Podczas gdy najlepsi niemieccy zawodnicy w sobotę i niedzielę brali udział w konkursach Pucharu Świata na skoczni w Harrachovie, Martin Schmitt trenował w norweskim Lillehammer. Dwukrotny zdobywca Kryształowej Kuli zdecydował się na przerwę w startach po słabych występach w Kuusamo i Trondheim, gdzie miał problemy z zakwalifikowaniem się do finałowej trzydziestki, a nawet do samego konkursu.
Trenerzy Rudi Tusch i Rolf Schilli, którzy w Lillehammer opiekują się Martinem, a także będącym ostatnio w słabszej formie Maximilianem Mechlerem, pozytywnie oceniają dotychczasowe treningi. "Forma Martina rośnie. W niedzielę przetestował jeszcze raz nowe narty, skacze znacznie stabilniej" – twierdzi Tusch. Według niego, problem leży jednak nie tylko w technicznych błędach popełnianych przez Martina Schmitta, ale też w psychicznym nastawieniu tego zawodnika. To tłumaczyłoby częściowo, dlaczego skoki Niemca były niejednokrotnie dobre w treningach, ale słabe w konkursach. Być może przygotowania w Norwegii pomogą zmienić tę sytuację i zapoczątkują powrót Martina do światowej czołówki skoczków.

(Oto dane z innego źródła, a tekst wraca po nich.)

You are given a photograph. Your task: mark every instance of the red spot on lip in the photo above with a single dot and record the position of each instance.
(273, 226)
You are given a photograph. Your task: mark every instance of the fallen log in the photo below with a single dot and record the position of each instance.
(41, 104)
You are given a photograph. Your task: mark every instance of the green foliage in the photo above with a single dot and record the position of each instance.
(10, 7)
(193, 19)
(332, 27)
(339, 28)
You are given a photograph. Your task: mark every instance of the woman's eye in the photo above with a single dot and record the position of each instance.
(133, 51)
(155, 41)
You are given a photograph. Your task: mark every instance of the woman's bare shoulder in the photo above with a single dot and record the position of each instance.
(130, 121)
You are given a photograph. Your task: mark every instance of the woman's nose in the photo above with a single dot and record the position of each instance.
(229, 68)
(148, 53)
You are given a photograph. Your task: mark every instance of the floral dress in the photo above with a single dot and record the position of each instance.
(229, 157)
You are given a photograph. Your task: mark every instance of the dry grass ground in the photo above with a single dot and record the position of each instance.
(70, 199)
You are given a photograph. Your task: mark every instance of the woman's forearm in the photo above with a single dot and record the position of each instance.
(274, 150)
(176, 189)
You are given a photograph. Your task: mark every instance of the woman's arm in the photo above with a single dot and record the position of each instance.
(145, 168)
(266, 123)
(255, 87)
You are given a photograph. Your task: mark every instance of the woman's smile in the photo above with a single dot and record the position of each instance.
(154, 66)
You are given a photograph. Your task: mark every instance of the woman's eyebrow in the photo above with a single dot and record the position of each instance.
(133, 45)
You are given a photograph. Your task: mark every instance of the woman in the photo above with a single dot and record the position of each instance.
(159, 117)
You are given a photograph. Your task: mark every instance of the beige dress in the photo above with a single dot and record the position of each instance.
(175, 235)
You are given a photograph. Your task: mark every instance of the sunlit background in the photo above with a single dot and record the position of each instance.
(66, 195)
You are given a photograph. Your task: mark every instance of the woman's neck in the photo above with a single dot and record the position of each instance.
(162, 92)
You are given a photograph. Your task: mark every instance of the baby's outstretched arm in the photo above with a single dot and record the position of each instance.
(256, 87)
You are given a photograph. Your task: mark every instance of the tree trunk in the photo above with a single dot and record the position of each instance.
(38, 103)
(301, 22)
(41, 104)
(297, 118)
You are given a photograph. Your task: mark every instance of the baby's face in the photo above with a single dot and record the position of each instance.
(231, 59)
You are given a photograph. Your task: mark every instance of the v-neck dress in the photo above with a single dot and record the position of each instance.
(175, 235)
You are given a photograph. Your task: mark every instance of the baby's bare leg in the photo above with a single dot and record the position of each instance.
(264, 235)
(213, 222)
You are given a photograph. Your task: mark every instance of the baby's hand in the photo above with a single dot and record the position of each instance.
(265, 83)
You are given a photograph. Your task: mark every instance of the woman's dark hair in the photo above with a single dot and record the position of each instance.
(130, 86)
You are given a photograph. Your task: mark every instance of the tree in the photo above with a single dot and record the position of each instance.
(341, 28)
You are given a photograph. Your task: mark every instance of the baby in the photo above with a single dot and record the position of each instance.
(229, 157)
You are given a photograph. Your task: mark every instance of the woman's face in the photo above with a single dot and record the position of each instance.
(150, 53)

Nie jest przecież tajemnicą, że zawodnik ten lubi skocznię w Lillehammer i, jak sam mówi, "w przeszłości zawsze przynosiła mu ona szczęście". Zapewne znaczenie dla Martina Schmitta będzie miała też zmiana jego osobistego trenera – odtąd ma nim być Rolf Schilli. Zastąpi on na tym stanowisku Wolfganga Steierta, który już wkrótce ma trenować kadrę rosyjską. Czy ta zmiana okaże się korzystna dla Martina? Jest to na razie kwestia dyskusyjna.

Trening w Lillehammer ma zakończyć się we wtorek. Dopiero potem zapadnie decyzja, czy Martin weźmie udział w kolejnych konkursach, które odbędą się 18 i 19 grudnia w szwajcarskim Engelbergu. Od 20 do 23 grudnia będzie natomiast uczestniczył w przedświątecznych treningach drużyny niemieckiej. Pewni możemy być też tego, że Martin wystartuje w Turnieju Czterech Skoczni i być może wówczas uda mu się zaprezentować naprawdę dobrą formę.